According to reports, members of the United National Party - no strangers to human rights abuses themselves during their own time in power - tried to hold up placards saying “shame” on the House floor in protest of the proposed budget, which they said did not contain enough measures to help people who were struggling economically. They were then surrounded by lawmakers who punched them, grabbing their placards.
Since the incident, Chamal Rajapaksa, speaker of Sri Lankan parliament and eldest of the Rajapaksa brothers (who include the President, the defence secretary and the Minister for Economic Development), has appointed a committee to investigate. However, like other investigations run by the government (such as the discredited Lessons Learned and Reconciliation Commission) the probe is likely to pay lip-service to objectivity and free the government of any blame
"Speaker Chamal Rajapaksa has ordered to initiate an investigation into the unacceptable behavior exhibited by some MPs in the House during the budget speech by President Mahinda Rajapaksa," Maithripala Sirisena, health minister and secretary of the the largest party in the governing coalition, the SLFP, said on Wednesday.

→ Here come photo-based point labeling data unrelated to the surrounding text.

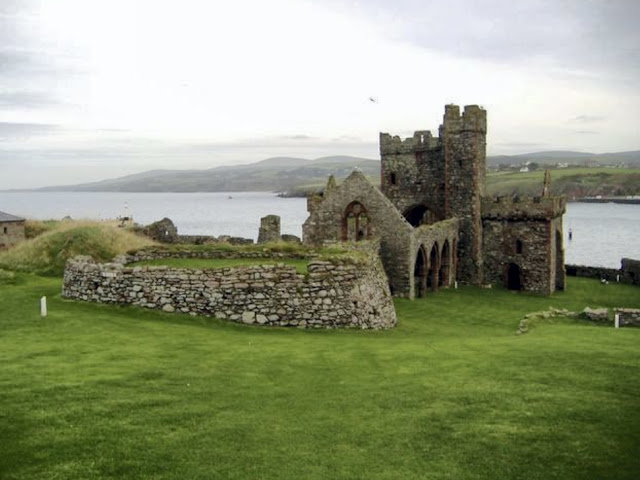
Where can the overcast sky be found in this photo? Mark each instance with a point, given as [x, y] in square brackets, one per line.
[95, 89]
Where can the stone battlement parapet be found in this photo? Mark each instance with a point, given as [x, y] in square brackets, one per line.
[516, 208]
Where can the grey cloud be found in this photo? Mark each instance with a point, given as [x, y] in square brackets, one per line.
[27, 99]
[521, 144]
[297, 137]
[575, 34]
[586, 119]
[17, 131]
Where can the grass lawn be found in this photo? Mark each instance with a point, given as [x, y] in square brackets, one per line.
[202, 263]
[96, 391]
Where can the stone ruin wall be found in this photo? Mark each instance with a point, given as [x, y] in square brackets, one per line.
[14, 233]
[446, 174]
[331, 295]
[535, 222]
[628, 317]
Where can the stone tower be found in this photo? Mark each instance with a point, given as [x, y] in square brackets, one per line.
[431, 179]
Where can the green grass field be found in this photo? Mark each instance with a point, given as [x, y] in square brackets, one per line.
[104, 392]
[201, 263]
[572, 182]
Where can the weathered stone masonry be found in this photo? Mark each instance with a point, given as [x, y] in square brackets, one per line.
[332, 294]
[435, 224]
[11, 230]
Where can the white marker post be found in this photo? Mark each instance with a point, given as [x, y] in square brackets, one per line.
[43, 307]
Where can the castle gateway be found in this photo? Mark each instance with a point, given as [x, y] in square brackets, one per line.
[435, 223]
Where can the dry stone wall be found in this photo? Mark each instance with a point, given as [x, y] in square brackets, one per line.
[628, 317]
[332, 294]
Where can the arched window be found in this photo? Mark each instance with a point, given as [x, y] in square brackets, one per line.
[355, 223]
[421, 215]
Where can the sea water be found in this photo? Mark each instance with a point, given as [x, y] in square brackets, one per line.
[602, 233]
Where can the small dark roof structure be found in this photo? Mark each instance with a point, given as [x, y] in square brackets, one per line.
[5, 217]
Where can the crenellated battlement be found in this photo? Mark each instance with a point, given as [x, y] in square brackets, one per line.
[473, 119]
[522, 208]
[421, 140]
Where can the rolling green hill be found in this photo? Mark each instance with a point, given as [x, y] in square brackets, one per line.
[299, 176]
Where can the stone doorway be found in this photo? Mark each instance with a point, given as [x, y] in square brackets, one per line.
[420, 274]
[355, 223]
[445, 265]
[513, 277]
[434, 268]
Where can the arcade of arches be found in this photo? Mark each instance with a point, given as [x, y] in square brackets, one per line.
[433, 270]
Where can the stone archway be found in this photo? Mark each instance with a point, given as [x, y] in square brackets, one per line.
[434, 268]
[421, 215]
[420, 274]
[513, 277]
[444, 274]
[355, 223]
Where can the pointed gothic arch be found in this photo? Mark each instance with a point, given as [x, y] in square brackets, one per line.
[420, 273]
[355, 223]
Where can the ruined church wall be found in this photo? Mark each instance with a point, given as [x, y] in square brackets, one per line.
[437, 234]
[535, 260]
[330, 295]
[325, 224]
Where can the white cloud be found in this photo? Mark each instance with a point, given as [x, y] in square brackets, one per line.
[169, 78]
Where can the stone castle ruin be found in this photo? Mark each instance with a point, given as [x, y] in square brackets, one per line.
[435, 223]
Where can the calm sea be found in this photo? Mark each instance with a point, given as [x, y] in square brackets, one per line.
[603, 233]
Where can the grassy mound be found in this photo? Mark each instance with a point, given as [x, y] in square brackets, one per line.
[47, 253]
[105, 392]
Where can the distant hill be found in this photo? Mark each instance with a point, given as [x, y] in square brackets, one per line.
[280, 174]
[300, 175]
[630, 159]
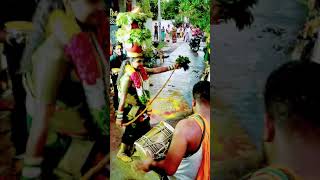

Sirisena condemned the opposition MPs' behaviour at a media conference and denounced their actions of bringing in placards and posters and disrupting the budget speech. He accused the opposition party of instigating an incident to create a display for invited foreign diplomats in the gallery.
"It was their premeditated plan to disrupt the presentation of the budget," the Minister has said.
The consensus among the SLFP is that they were the wronged party, forced to engage in violence by the provocative behaviour of the opposition. Yet the right to protest is an essential component of any democracy, and the UNP MPs were protesting in a peaceful manner.
This incident is a fitting symbol of the state of the country. Those at the heart of power are engaged in violence and ruthless suppression.
After the incident, opposition leader Ranil Wickremesinghe told reporters: “Today our Parliament became a symbol of lawlessness...What wrong did we commit?”That same question could be asked by the thousands of minority groups who have been subjected to brutality, violence and displacement by this government, and before them by the LTTE and UNP, the scores of journalists who have been murdered and the dozens of others who have been chased out of the country.